Cuju-ft/Cuju

virtio_blk_get_request_from_head load request fail

PJTPJT opened this issue ยท 6 comments

When failover , If we call virtio_blk_get_request_from_head to load record_list request, it will load wrong request and cause the assert(type & VIRTIO_BLK_T_OUT) check fail.

Now we find some fix to solve this problem:

  1. Change the method of virtqueue_pop get request address (no use undo_map)
  2. Add get req->sector_num function on virtio_blk_get_request_from_head()
  3. Defer virtio_blk_free_request() from virtio_blk_rw_complete() to virtio_blk_complete_head()

And we still find virtio_blk_get_request_from_head sometimes load a wrong request (type !=1)
now maybe the problem is some dirty page produce from qemu and not be tracked (cpu_physical_memory_map)
the defer_write_map mechanism maybe is wrong

Some case caused crash
Master:
backup
Backup:
master
The incorrect address of req->elem.out_sg in Master node caused Backup node crash when failover. Backup node can deal with previous reqs which have correct address, and crash when deal with incorrect reqs.

If save_device has wrong type, defer virtio_blk_free_request() can solve this problem

I find a possible way to eliminate the gfn assert.

If we checked the dirty page tracked in each epoch by kvmft_assert_ram_hash_and_dlist, we would find that the gfn assert occurs.
The scenario is that the VM boot until entering login screen (donโ€™t do anything), and then open FT mode. Ensure the system is already in FT mode, then type login account and password.
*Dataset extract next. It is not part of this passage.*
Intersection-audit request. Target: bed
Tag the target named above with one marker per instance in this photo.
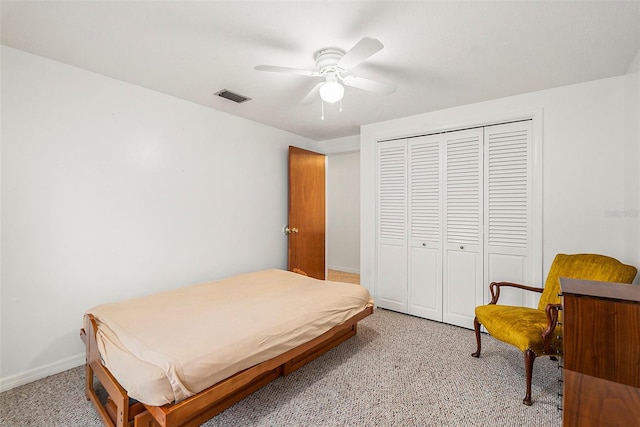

At this time, the gfn assert will occur.

To solve this issue, the virtio-blk.c I changed below:

diff --git a/hw/block/virtio-blk.c b/hw/block/virtio-blk.c
index c019d2d..848eb1a 100644
--- a/hw/block/virtio-blk.c
+++ b/hw/block/virtio-blk.c
@@ -218,7 +218,7 @@ static void virtio_blk_req_complete(VirtIOBlockReq *req, unsigned char status)
    }

    stb_p(&req->in->status, status);
-    virtqueue_push(req->vq, &req->elem, req->in_len);
+    virtqueue_push(req->vq, &req->elem, iov_size(req->elem.in_sg, req->elem.in_num));
    if (s->dataplane_started && !s->dataplane_disabled) {
        virtio_blk_data_plane_notify(s->dataplane, req->vq);
    } else {

Since the req->in_len is always 0 in virtio_blk_handle_request when entering FT mode in master node, it will cause the incorrect result from virtqueue_push.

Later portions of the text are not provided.